Hydropower was the single most important stabilising and price-shaping asset class in South-East Europe during January, not because it delivered the largest absolute volume of energy, but because it controlled the timing of energy. In a month defined by evening ramp stress, constrained imports, and repeated scarcity pricing on power exchanges, hydro reservoirs and cascades functioned as the region’s primary flexibility buffer, absorbing volatility when conditions allowed and monetising it when the system tightened.
Across the Western Balkans and Romania, January hydrology was not extraordinary in aggregate volume terms, but it was decisive in operational terms. Systems with reservoir hydro entered the month with sufficient water to provide daily and intra-day balancing, even as wind output oscillated sharply and solar remained seasonally constrained. This meant that hydro plants were repeatedly dispatched not as baseload energy suppliers, but as shape assets, targeting the same evening hours that drove power prices on SEEPEX, CROPEX, and OPCOM into triple-digit territory.
Serbia’s hydro fleet, dominated by large reservoir and cascade plants operated by EPS, played a particularly visible role. With more than 3 GW of installed hydro capacity, Serbia’s system used hydro strategically during January to defend peak adequacy rather than maximise raw generation. This behaviour is visible indirectly in SEEPEX pricing: baseload averages of €118.13/MWh coexist with peak extremes approaching €294/MWh, indicating that hydro was not flattening the curve completely but was instead deployed selectively. When hydro withheld water during off-peak or energy-long hours, prices softened toward the €60–70/MWh band; when hydro released into evening ramps, it capped prices that might otherwise have cleared even higher under import constraint conditions.
In Croatia, hydropower’s influence was similar but structurally more exposed to regional coupling. Croatia’s system relies on a mix of reservoir and run-of-river hydro, but with higher dependence on imports during stress periods. January CROPEX averages of €143.16/MWh baseload and €165.66/MWh peak reflect a market where hydro mitigated volatility but could not fully neutralise it once interconnectors tightened. Hydro generation reduced the frequency of scarcity events, but when imports from neighbouring systems were constrained, Croatian hydro alone was insufficient to prevent peak repricing into the upper band.
Romania’s case demonstrates how hydro interacts with nuclear and cross-border flows rather than acting in isolation. Romania entered January with hydro availability that was operationally adequate but not abundant enough to dominate the stack. Hydro therefore functioned primarily as a balancing layer on top of nuclear baseload and gas-fired generation. Despite this, OPCOM cleared at the highest regional averages, €150.51/MWh baseload and €176.60/MWh peak, underscoring a critical point: hydro stabilises volatility, not necessarily price level. When a system is frequently tight on imports or flexibility, hydro smooths the spikes but cannot eliminate a structurally high marginal cost.
The most dramatic illustration of hydro’s dual role appeared in Montenegro.
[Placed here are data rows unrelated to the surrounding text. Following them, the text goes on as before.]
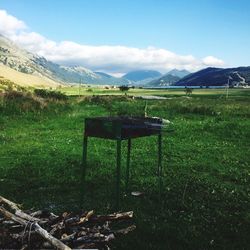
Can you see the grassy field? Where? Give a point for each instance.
(93, 90)
(205, 202)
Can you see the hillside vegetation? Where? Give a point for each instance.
(205, 200)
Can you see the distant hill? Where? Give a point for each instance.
(179, 73)
(217, 77)
(165, 80)
(170, 78)
(142, 76)
(22, 61)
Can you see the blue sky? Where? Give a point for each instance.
(215, 28)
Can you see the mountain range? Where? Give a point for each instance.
(26, 69)
(20, 61)
(217, 77)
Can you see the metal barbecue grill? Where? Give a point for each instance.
(122, 128)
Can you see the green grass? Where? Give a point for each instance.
(205, 202)
(93, 90)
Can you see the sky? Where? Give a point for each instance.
(119, 36)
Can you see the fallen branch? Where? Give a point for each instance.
(17, 211)
(48, 237)
(43, 229)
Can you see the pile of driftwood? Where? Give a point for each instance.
(45, 230)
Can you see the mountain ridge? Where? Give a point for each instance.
(212, 76)
(21, 60)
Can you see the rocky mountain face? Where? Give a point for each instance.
(217, 77)
(23, 61)
(168, 79)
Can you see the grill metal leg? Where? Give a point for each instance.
(84, 158)
(128, 165)
(118, 172)
(160, 162)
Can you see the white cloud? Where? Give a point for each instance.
(211, 60)
(111, 59)
(10, 25)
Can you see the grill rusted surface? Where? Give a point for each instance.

The Montenegrin system, centred on a small number of hydro assets and almost entirely dependent on imports for marginal balance, exhibited extreme price dispersion on MEPX. January produced baseload days as low as €18.79/MWh and as high as €156.24/MWh, with peak days ranging from €26.12/MWh to €186.38/MWh. These swings are best explained by hydro dispatch decisions interacting with import availability. When hydro and imports aligned, Montenegro cleared at implausibly low prices; when either element tightened, the absence of thermal or gas-fired backup forced rapid repricing. Hydro in this context was not just a stabiliser but a multiplier of outcomes, amplifying both the lows and the highs.
From a regional perspective, hydropower’s January impact was therefore asymmetric. It reduced the duration of scarcity but not its value. The fact that SEE markets still printed peak prices well above €200/MWh indicates that hydro reservoirs were preserved for system security rather than exhausted to suppress prices. This behaviour is economically rational in a winter context: water has option value, and hydro operators optimise across weeks, not hours.
In trading and portfolio terms, hydro owners were among the clearest winners of January. The spread between off-peak prices near €60–70/MWh and peak prices exceeding €170–290/MWh allowed hydro to monetise shape repeatedly. Conversely, systems with limited or no hydro flexibility paid a structural premium. This explains why markets with strong hydro participation showed lower volatility amplitude but still shared in the region-wide scarcity pricing regime.
January confirms that in South-East Europe, hydropower is no longer a simple “cheap energy” source. It is the region’s primary flexibility asset, and its strategic deployment determines how scarcity is priced, how long it lasts, and who captures its economic value.